Over the past decade, a new metal has come to the market of metal watches - this metal is titanium. This is not surprising: After all, titanium is 30% harder than steel, while weighing only about half. This metal has become increasingly popular with sports and diver chronographs because it is waterproof and does not corrode even in the harshest conditions. Additionally, some wearers may feel a discomfort after wearing a chronograph for a long time. Titanium, which is hypoallergenic, resolves this issue. Unlike stainless steel, titanium is a non-reactive metal. Practically, this means that titanium does not react with the owner's sweaty wrist, and it cannot result in any rash or leave any residue.
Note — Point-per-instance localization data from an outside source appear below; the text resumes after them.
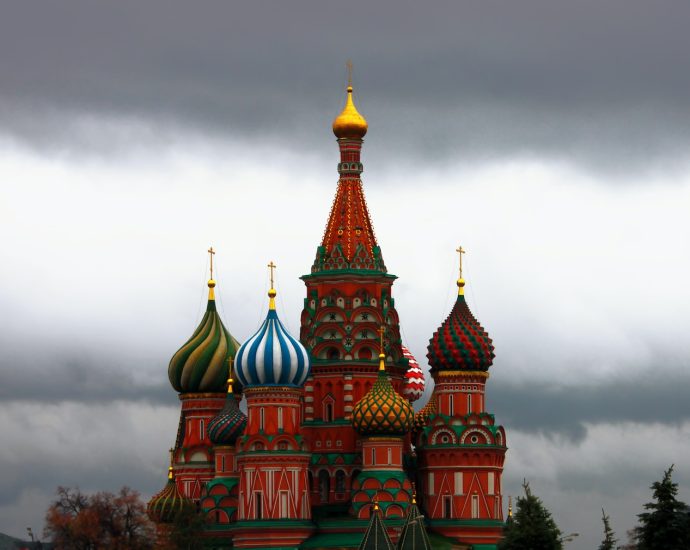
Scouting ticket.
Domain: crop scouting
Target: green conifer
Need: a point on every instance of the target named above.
(666, 523)
(531, 527)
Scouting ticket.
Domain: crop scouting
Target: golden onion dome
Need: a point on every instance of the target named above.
(382, 411)
(349, 123)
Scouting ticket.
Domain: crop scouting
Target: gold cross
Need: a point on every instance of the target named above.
(271, 267)
(460, 250)
(211, 252)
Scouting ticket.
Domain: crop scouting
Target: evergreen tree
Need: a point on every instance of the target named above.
(609, 542)
(531, 527)
(666, 523)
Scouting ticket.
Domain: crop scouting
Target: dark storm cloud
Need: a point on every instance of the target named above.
(603, 83)
(567, 410)
(81, 379)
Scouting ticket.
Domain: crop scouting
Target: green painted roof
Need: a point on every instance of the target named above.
(376, 537)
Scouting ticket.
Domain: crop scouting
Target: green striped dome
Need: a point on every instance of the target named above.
(168, 503)
(201, 365)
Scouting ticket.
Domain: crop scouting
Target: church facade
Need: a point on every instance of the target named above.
(331, 451)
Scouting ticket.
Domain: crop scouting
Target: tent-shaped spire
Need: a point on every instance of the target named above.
(413, 535)
(349, 242)
(376, 537)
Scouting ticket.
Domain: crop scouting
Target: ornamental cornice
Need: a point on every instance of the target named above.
(460, 373)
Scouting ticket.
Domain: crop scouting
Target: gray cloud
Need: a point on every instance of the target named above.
(557, 410)
(601, 84)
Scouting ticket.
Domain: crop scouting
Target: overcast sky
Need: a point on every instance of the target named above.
(549, 139)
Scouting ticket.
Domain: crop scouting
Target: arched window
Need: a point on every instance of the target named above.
(324, 485)
(340, 481)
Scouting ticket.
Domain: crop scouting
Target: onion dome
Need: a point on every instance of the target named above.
(229, 423)
(272, 357)
(349, 123)
(201, 365)
(460, 343)
(164, 506)
(414, 378)
(382, 411)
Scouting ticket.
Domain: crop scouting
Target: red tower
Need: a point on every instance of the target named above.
(272, 456)
(349, 296)
(460, 449)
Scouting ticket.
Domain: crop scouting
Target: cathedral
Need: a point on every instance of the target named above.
(330, 452)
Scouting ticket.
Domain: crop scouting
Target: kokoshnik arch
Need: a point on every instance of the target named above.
(331, 453)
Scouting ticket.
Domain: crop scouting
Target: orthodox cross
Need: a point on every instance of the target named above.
(460, 250)
(271, 267)
(211, 252)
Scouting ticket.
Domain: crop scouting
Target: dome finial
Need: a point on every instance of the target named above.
(272, 291)
(461, 282)
(211, 282)
(382, 355)
(230, 380)
(349, 124)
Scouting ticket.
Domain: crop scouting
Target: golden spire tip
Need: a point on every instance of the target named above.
(382, 355)
(272, 291)
(461, 282)
(211, 281)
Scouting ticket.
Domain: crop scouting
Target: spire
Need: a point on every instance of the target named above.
(382, 356)
(413, 535)
(382, 410)
(165, 505)
(211, 281)
(272, 357)
(272, 291)
(461, 282)
(460, 343)
(201, 364)
(376, 537)
(349, 242)
(349, 124)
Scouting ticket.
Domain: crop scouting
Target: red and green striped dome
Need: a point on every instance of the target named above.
(460, 343)
(382, 411)
(164, 506)
(201, 365)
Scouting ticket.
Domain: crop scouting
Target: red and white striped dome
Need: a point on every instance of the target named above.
(414, 378)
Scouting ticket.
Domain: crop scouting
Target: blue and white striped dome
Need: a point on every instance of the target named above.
(272, 357)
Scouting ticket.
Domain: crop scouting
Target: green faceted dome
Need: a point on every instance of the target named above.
(201, 365)
(382, 411)
(168, 503)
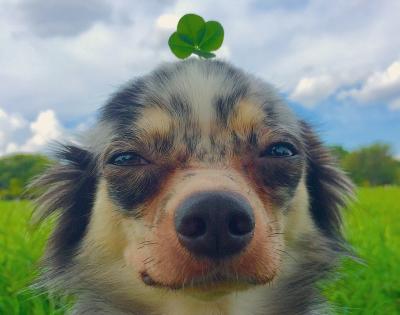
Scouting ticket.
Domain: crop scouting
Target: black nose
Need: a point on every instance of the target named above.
(214, 224)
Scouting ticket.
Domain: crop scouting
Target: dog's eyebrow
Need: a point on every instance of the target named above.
(153, 121)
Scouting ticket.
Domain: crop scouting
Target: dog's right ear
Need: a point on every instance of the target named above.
(67, 188)
(329, 187)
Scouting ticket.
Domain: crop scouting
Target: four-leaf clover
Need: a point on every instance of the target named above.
(195, 36)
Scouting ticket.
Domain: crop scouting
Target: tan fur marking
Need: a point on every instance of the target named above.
(247, 117)
(154, 121)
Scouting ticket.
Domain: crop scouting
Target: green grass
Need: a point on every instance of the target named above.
(372, 225)
(373, 228)
(20, 251)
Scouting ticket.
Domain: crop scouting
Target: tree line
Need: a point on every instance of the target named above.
(371, 165)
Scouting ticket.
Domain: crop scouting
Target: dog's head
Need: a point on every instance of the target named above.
(196, 178)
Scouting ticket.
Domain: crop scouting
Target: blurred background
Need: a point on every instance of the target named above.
(336, 63)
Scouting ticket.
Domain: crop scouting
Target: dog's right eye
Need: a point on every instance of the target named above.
(127, 159)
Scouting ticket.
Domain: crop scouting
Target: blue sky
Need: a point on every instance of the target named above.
(337, 63)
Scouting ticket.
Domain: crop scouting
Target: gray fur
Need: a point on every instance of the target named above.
(184, 90)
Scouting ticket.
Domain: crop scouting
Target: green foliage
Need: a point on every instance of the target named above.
(373, 165)
(371, 226)
(195, 36)
(17, 170)
(339, 152)
(20, 250)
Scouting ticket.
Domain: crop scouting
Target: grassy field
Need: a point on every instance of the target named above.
(373, 226)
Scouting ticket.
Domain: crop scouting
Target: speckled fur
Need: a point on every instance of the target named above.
(195, 118)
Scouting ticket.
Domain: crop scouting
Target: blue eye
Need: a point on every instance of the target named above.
(280, 149)
(127, 159)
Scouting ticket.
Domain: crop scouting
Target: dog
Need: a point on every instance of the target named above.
(197, 191)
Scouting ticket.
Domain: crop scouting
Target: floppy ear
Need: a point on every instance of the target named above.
(67, 188)
(328, 186)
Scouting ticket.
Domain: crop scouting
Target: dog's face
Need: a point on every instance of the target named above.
(197, 178)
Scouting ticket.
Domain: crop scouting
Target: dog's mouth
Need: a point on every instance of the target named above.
(216, 283)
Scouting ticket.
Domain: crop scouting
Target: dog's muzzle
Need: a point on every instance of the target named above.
(214, 224)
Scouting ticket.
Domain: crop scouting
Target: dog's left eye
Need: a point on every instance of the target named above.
(280, 149)
(127, 159)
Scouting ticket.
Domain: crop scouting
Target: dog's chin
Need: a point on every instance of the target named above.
(207, 288)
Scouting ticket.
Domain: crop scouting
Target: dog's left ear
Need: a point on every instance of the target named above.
(328, 186)
(67, 188)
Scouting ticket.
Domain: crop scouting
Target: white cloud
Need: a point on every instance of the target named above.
(17, 135)
(167, 21)
(383, 86)
(44, 129)
(311, 90)
(395, 104)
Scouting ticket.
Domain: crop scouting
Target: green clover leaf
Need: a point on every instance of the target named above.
(195, 36)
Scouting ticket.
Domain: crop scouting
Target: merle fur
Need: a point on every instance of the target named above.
(69, 187)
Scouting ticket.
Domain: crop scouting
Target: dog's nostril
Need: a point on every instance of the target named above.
(192, 227)
(214, 225)
(240, 225)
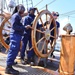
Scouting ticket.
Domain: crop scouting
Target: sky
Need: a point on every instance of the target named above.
(66, 9)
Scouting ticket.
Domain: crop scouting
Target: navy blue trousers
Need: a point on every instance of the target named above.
(15, 40)
(26, 39)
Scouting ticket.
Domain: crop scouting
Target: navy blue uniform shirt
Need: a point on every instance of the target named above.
(17, 26)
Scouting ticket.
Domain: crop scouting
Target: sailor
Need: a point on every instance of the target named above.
(16, 34)
(55, 16)
(27, 36)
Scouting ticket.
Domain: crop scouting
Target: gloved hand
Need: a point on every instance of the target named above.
(47, 22)
(27, 27)
(35, 8)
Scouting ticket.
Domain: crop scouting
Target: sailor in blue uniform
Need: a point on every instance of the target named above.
(27, 35)
(16, 34)
(55, 16)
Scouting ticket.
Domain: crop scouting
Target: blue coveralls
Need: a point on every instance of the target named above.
(52, 32)
(27, 37)
(16, 33)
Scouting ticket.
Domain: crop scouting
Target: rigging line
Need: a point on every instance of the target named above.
(48, 4)
(38, 3)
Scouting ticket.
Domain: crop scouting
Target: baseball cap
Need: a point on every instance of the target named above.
(21, 8)
(55, 13)
(31, 8)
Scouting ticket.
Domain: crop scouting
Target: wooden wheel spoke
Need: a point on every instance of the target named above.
(52, 29)
(6, 29)
(43, 47)
(40, 40)
(52, 36)
(39, 31)
(42, 23)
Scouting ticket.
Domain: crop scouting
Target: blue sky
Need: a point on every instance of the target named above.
(61, 6)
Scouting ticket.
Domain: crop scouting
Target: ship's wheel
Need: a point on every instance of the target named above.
(44, 43)
(41, 36)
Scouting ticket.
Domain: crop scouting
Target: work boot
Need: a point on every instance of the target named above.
(15, 63)
(23, 62)
(10, 70)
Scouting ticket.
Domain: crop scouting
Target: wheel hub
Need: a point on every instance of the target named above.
(47, 34)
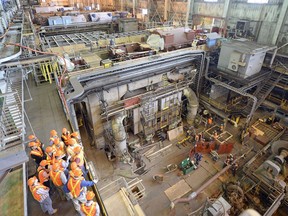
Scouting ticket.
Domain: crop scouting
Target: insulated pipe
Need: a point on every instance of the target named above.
(192, 105)
(119, 134)
(217, 82)
(204, 186)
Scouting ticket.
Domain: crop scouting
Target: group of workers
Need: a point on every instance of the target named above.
(61, 166)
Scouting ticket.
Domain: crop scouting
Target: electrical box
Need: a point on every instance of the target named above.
(241, 58)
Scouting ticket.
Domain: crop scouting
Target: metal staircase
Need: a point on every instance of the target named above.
(12, 127)
(263, 91)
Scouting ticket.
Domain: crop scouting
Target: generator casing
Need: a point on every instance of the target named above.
(241, 58)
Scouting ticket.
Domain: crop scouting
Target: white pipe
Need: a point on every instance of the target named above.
(119, 134)
(192, 105)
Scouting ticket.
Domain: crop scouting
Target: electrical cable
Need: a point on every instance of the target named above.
(62, 75)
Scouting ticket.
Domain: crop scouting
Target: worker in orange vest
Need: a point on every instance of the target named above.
(90, 208)
(210, 122)
(79, 158)
(65, 136)
(50, 154)
(59, 146)
(58, 178)
(58, 159)
(76, 188)
(75, 135)
(36, 152)
(41, 194)
(33, 138)
(53, 136)
(43, 173)
(70, 149)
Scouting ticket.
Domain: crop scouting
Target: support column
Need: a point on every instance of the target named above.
(190, 6)
(121, 5)
(280, 22)
(134, 6)
(225, 15)
(166, 6)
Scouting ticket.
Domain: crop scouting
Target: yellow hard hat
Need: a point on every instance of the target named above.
(43, 163)
(73, 166)
(32, 144)
(90, 195)
(64, 130)
(31, 181)
(71, 141)
(77, 149)
(77, 172)
(56, 166)
(53, 133)
(31, 137)
(49, 149)
(58, 153)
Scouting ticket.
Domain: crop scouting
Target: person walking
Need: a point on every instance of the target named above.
(41, 194)
(90, 207)
(58, 178)
(77, 187)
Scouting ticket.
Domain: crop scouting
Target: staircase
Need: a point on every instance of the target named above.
(12, 127)
(262, 92)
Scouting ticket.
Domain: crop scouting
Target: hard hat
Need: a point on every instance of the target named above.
(73, 166)
(56, 141)
(74, 134)
(77, 149)
(71, 141)
(32, 144)
(31, 137)
(43, 163)
(90, 195)
(77, 172)
(64, 130)
(53, 133)
(49, 149)
(58, 153)
(31, 181)
(56, 166)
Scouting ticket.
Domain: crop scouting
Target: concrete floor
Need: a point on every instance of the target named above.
(45, 113)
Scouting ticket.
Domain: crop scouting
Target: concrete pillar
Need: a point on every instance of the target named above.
(121, 5)
(189, 2)
(225, 14)
(166, 8)
(280, 21)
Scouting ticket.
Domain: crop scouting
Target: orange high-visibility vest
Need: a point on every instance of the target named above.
(50, 159)
(37, 152)
(34, 189)
(65, 137)
(81, 158)
(89, 210)
(60, 162)
(74, 187)
(56, 179)
(41, 176)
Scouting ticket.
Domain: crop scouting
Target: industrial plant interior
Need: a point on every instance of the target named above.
(143, 107)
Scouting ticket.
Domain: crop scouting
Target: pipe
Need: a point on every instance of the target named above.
(204, 186)
(119, 134)
(225, 85)
(192, 105)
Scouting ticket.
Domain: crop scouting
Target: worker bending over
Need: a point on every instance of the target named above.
(41, 194)
(36, 152)
(58, 178)
(76, 188)
(43, 173)
(90, 208)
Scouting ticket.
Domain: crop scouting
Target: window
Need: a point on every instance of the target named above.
(258, 1)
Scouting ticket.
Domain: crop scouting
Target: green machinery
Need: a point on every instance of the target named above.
(187, 166)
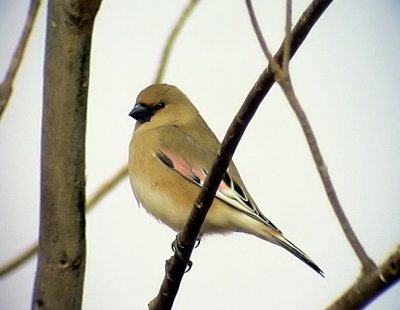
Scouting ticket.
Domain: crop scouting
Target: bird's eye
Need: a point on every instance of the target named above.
(161, 105)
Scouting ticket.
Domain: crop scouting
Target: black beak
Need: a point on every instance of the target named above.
(142, 113)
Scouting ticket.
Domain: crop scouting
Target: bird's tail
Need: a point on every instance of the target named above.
(280, 240)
However, titanium has one Achilles' heel: it isn't very ductile. Under very high pressure, a titanium watch case can crack. Such damage cannot be fixed. Since titanium isn't malleable, a crack cannot be welded together as could be done with stainless steel watch. Further, this metal scratches more easily than stainless steel, and once titanium gets a scratch, it cannot be restored. This is not a problem with stainless steel, because if stainless steel receives any mark, the blemish can easily be removed via polishing. Thankfully, watch companies are aware of this flaw, and they cover their titanium chronographs with special scratch-resistant coatings. Although titanium can be coated, it cannot plated, so it would be impossible to plate your titanium watch with gold. Practically, this means that your titanium watch can be made only in one color. Stainless steel is cheaper and a classic choice for metallic chronographs. Although stainless steel is heavier than titanium, this isn't an issue if the owner prefers a bulkier type of watch. And as mentioned earlier, stainless steel can easily be plated with any finish, allowing you to have a watch that can come in many classical styles.
Whether you choose a titanium or stainless steel chronograph depends mainly on what you want to accomplish with your watch. Generally, titanium is great for diving chronographs, and it has a great aura of contemporary style. Stainless steel, on the other hand, has been used in watchmaking for decades, and it definitely has more of a classy tone.